Thursday, January 29, 2015

Love vs. Power

From The Erotic Phenomenon by Jean-Luc Marion ...

... it may be that in order to attain the truth, it is necessary in every case, first to desire it, and therefore to love it.  And the contemporary experience of ideology, this knowledge that sacrifices everything to power, has demonstrated in actual events that man does not spontaneously love the truth, and that he often sacrifices it for a lie, provided that this lie assures him power.

Note the two primary points: to know, one must first love.  Philosophy is philo-sophia, the love of wisdom.  One does not find wisdom without first having a love for it, and then paying the price and sacrificing for it.  Seek and ye shall find, but you won't find if you don't seek - or don't want to seek.

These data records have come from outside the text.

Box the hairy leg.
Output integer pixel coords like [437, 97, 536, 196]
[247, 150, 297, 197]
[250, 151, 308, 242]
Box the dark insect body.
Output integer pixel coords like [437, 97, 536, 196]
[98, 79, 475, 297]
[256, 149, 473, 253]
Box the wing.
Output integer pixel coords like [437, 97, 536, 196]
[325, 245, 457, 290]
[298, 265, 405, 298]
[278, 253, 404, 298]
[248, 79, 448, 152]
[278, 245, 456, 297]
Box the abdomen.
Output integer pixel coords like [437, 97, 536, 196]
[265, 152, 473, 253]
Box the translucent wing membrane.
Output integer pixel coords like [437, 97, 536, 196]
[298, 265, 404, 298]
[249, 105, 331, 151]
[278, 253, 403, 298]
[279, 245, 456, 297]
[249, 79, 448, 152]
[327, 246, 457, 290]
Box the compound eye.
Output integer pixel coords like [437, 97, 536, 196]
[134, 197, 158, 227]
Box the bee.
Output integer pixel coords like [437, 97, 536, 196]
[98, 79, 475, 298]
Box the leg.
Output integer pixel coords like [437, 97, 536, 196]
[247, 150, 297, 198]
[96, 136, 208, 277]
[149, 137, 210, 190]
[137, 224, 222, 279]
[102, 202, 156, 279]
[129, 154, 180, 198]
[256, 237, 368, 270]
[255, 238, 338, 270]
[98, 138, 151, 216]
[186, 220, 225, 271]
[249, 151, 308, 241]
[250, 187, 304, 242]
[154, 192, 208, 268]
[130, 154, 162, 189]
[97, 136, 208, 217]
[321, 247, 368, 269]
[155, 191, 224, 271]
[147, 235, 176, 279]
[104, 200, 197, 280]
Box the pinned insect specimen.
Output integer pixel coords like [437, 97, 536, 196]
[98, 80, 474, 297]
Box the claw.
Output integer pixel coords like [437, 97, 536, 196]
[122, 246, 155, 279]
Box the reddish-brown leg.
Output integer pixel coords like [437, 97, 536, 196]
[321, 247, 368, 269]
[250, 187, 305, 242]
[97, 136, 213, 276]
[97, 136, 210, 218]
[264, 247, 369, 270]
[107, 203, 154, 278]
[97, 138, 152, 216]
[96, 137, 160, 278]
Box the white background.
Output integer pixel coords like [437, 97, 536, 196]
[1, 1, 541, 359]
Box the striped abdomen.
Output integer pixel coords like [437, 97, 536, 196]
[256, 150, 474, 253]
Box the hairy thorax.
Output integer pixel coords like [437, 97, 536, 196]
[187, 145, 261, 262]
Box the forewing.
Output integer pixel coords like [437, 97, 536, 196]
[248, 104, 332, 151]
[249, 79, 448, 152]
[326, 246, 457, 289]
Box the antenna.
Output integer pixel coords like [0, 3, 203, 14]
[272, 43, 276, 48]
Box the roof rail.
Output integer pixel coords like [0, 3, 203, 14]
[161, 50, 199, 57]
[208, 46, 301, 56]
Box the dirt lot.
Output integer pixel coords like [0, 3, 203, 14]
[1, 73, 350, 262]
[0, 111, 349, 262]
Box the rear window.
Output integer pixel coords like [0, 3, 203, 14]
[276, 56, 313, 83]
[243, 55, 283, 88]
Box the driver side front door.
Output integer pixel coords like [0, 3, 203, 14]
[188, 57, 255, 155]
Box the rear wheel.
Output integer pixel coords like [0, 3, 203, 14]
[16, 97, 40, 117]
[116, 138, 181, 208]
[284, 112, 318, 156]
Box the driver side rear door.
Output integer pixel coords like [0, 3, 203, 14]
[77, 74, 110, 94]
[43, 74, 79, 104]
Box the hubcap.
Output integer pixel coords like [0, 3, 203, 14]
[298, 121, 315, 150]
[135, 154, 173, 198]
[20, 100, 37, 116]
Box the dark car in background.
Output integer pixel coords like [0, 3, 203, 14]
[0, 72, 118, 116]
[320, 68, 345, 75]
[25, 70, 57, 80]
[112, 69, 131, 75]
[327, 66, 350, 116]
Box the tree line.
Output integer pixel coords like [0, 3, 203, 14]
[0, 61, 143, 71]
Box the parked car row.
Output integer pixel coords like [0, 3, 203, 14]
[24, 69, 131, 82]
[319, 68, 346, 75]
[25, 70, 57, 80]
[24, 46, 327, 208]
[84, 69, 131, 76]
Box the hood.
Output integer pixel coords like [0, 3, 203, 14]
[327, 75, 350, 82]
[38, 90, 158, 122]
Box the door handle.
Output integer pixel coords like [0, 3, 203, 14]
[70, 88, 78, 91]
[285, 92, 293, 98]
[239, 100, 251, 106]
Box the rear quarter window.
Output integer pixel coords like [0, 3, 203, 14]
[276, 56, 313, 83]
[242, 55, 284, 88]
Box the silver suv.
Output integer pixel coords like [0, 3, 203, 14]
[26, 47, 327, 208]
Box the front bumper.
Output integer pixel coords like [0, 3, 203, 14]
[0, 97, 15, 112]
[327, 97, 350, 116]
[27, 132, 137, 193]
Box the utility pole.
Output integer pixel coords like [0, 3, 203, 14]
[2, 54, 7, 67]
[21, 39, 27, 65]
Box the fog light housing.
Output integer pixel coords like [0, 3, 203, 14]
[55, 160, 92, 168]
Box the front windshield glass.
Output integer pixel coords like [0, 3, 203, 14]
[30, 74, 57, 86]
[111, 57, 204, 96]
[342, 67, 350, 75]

Also note that Marion defines ideology as love of power defeating love of truth.  An ideology is thus a parody of a philosophy, for one who desires power will suppress the truth in a blink in order to secure it.

And, I would add, not only are ideologues willing to sacrifice truth to the lie in order to gain power, we moderns are willing to live the lie out, in order to gain the illusion of control.  We'll opt for Unreality over Reality, if we believe the lie of the Unreality is a lie of our own making, a lie we can control.  We sinners may not all be ideologues, but we sinners are all lusting after the comfortable lie rather than the disconcerting truth.

Later, Marion says ...

we are ... always caught within the tonality of an erotic disposition - love or hate, unhappiness or happiness, enjoyment or suffering, hope or despair, solitude or communion - and ... we can never, without lying to ourselves, claim to arrive at a fundamental erotic neutrality.  Besides, who would strive for inaccessible ataraxy, who would demand it or boast of it, if he did not feel himself precisely to be, from the outset and forever, wrought, paralyzed, and obsessed by amorous tonalities?  

Aside form being the first time I have ever seen the word ataraxy used in a sentence, this is an emphatic way of saying that we cannot live without loving - and that the attempt to kill Eros (love in the guise of desire, passion, care and motivation; love that "gives a damn"), an attempt which seems especially prevalent in young Devout Catholics, is not only futile but inhuman.